See map below for additional sites of September's First Friday, including the individual studios of Oak Street Art members Luca Cruzat and Rachel Malcolm Ensor, as well as the General John A. Logan Museum, Pat's Prairie Garden, and GeekBetty Vintage and More.
Onward to next month! Hope to see you for the second First Friday on Friday, October 4, from 5 to 8 p.m.
Five Oak Street Art Members' Works on Exhibit in 2019 LOCALITY Biennial at Carbondale Community Arts
Five Oak Street Art members have pieces included in the LOCALITY Biennial at Carbondale Community Arts in Carbondale, Illinois.
Oak Street artists Luca Cruzat (printmaking), Rachel Malcolm Ensor (painting), Ann R. Fischer (photography), Sue Gindlesparger (metalsmithing/jewelry), and Darby Ortolano (ceramics) all have one or more pieces on display.
The exhibit will be open for viewing through September 13. About half of the exhibit is in the CCA main gallery (Artspace 304 at 304 W. Walnut St.), and the other half is in the Civic Center Corridor Gallery across the street at 200 S. Illinois Ave.
The free public reception will be Friday, September 6, from 5 to 7 p.m. See the event page at www.facebook.com/events/643913182798007.
If you have been keeping up with Oak Street Art, you know that this year we have been involved with an educational outreach program in Murphysboro.
Metalsmith artist Sue Gindlesparger presented a lesson to three second grades at General John A. Logan Attendance Center on Wednesday, February 20th. The focus of the lesson was Adinkra Cloth (with roots in Ghana), and the personal symbols found on the traditional cloth.

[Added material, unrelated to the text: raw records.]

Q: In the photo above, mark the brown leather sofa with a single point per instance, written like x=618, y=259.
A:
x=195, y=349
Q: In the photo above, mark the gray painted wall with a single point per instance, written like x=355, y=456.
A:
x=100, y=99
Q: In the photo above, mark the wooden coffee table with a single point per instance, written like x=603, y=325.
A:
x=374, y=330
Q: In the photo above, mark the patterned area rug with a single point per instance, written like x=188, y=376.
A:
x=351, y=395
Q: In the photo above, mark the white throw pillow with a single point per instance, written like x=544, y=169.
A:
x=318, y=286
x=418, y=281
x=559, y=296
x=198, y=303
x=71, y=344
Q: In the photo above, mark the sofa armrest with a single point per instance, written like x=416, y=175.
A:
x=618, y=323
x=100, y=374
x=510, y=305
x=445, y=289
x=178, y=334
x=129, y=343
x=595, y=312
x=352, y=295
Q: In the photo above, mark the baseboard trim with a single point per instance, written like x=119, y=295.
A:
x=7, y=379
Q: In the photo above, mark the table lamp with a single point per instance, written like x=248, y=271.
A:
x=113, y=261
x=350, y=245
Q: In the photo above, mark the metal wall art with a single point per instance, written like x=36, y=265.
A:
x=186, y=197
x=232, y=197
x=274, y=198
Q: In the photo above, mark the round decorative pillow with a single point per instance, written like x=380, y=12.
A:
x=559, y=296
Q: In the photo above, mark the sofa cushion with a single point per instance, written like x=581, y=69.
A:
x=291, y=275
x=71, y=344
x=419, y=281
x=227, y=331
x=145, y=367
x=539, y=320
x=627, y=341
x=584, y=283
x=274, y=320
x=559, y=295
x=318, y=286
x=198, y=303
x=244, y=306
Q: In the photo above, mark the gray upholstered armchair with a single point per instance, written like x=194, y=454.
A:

Students created their own symbols using a base of styrofoam, and then printed their creations on cloth squares. The squares will be displayed together creating classroom quilts.
You can see from the pictures that the students are enjoying the art lessons - lots of learning and creativity involved!
Teachers participating in the outreach program will be heading up our Children’s Art Tent at the annual Oak Street Art Fair on Saturday, April 27th.